Conrad began to eat the meal that Freddie had served up while they were talking. “This is great, Freddie! The chicken is moist and very pleasantly seasoned. How did you get to be such a good cook?”

“Well,” Freddie said, “you’d be amazed at how ladies love a man that can function well in the kitchen. It’s a skill that I practiced and that’s come in very handy.”

“You furry gigolo,” Conrad said. “You know, the last time a woman fixed me a nice sit down meal, I had to sleep with her. I’m assuming that’s not part of the deal here, right?”

“You’re a nice guy and all that,” Freddie said, “but I’m afraid things might get weird between us afterward.”

Conrad stroked his goatee and nodded. “Good point, my friend. We wouldn’t want things to get weird around here, would we? So, what’s for dessert?”

“You are a greedy little bastard, aren’t you?” Freddie asked. “This is it pal.”

“Oh, you’re such a tease,” Conrad said with mock disgust. “Hey, wasn’t today the reading of Father Ferret’s will?”

“Yes it was,” Freddie replied.

“So whatcha get, whatcha get?” Conrad asked.

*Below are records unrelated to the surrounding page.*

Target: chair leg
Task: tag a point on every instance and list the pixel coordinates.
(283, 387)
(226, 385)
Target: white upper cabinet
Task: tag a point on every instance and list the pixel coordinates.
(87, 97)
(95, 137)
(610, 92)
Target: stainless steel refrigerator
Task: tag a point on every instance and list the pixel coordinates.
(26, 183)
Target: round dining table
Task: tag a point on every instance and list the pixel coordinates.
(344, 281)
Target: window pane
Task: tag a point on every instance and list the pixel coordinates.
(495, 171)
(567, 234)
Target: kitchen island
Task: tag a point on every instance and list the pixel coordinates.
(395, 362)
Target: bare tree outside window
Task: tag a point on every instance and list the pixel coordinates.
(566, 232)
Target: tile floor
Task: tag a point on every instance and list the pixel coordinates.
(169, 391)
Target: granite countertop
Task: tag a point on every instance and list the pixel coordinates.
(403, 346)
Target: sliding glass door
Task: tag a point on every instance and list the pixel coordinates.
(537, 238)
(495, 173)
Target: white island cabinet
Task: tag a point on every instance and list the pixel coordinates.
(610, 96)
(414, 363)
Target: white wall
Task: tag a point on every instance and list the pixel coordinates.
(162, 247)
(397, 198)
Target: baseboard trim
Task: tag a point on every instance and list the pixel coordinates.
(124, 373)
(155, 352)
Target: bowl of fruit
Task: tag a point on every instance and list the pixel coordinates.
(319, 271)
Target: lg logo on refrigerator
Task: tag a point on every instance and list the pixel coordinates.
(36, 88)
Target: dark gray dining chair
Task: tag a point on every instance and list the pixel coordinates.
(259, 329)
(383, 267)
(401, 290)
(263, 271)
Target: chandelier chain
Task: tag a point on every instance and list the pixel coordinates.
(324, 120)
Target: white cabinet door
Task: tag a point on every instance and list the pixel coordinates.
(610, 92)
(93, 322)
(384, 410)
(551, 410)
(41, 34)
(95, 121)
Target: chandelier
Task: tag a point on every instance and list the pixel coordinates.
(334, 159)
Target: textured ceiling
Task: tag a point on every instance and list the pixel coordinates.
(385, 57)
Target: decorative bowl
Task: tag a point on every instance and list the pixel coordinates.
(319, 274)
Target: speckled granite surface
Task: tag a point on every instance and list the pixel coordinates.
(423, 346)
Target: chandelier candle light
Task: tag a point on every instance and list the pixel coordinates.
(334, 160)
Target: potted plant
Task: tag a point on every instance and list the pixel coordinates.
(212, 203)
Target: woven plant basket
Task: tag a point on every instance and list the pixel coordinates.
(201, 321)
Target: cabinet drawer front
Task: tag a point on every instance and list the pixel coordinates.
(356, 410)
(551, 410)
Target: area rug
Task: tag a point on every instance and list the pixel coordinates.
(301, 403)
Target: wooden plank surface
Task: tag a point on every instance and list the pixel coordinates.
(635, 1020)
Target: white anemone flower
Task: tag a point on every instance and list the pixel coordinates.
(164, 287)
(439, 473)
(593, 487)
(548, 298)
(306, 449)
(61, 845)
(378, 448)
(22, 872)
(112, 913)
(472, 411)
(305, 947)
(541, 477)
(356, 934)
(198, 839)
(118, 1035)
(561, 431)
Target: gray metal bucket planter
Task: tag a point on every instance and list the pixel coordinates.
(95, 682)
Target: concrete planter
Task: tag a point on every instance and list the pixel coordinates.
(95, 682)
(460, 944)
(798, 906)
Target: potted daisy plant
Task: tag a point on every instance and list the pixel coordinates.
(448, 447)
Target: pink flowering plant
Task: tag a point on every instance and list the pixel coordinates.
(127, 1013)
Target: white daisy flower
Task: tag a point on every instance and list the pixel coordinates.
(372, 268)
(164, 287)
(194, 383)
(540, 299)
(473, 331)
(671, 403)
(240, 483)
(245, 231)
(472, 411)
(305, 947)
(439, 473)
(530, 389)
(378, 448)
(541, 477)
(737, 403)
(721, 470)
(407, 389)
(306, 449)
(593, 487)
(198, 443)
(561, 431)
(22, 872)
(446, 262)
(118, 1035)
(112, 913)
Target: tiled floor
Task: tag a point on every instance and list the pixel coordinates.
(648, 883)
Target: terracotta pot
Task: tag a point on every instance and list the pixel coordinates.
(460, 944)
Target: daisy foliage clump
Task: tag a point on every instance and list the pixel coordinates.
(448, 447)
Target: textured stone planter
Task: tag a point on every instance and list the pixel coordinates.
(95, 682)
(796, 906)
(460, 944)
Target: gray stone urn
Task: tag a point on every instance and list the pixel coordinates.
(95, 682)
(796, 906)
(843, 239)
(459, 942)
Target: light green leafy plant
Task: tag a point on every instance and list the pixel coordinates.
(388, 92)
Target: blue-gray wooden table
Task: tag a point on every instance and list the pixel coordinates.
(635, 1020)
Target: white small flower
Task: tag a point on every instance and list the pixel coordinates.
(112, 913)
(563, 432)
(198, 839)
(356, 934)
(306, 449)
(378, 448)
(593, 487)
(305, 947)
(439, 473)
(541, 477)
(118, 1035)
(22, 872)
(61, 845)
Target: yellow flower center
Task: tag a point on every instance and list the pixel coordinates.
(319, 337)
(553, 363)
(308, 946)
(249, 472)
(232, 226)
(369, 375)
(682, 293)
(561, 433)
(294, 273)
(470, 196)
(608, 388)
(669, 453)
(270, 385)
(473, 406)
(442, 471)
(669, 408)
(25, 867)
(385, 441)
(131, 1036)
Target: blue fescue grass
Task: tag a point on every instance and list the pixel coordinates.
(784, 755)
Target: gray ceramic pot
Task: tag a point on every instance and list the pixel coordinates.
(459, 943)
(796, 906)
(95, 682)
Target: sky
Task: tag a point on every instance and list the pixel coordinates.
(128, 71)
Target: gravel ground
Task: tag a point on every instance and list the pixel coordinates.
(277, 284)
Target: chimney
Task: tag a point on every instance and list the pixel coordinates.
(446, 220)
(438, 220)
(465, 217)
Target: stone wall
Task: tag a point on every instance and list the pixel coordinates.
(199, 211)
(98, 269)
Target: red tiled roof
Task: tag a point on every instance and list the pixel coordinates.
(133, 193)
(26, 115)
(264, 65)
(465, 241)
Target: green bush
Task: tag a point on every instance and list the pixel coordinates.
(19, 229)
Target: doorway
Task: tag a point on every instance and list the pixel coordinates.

“A horse,” Freddie answered.

“Aw, that’s sweet, the little ferret boy got a horsie,” Conrad said in baby talk. “No, really, what did he leave you?”

“A horse,” Freddie reiterated. “A race horse.”

“Really?” Conrad said with astonishment. “Wow, how cool is that?”

“It could be pretty cool,” Freddie agreed. “He’s stabled at Happy Trails Racetrack, you know, about 30 minutes from here. He’s running a race next week and I was wondering if you’d like to go with me and check him out.”

“Would I?” Conrad shrieked. “Of course I would. Just remind me to leave my credit cards here. If I remember correctly, they’ve got slot machines there and, well, I’ve got a bit of a problem in that environment.”

“Sure thing,” Freddie said.

“Oh, by the way, what’s the horse’s name?” Conrad asked.

“Ferret Face,” Freddie replied.

“Perfect,” Conrad said with an approving nod.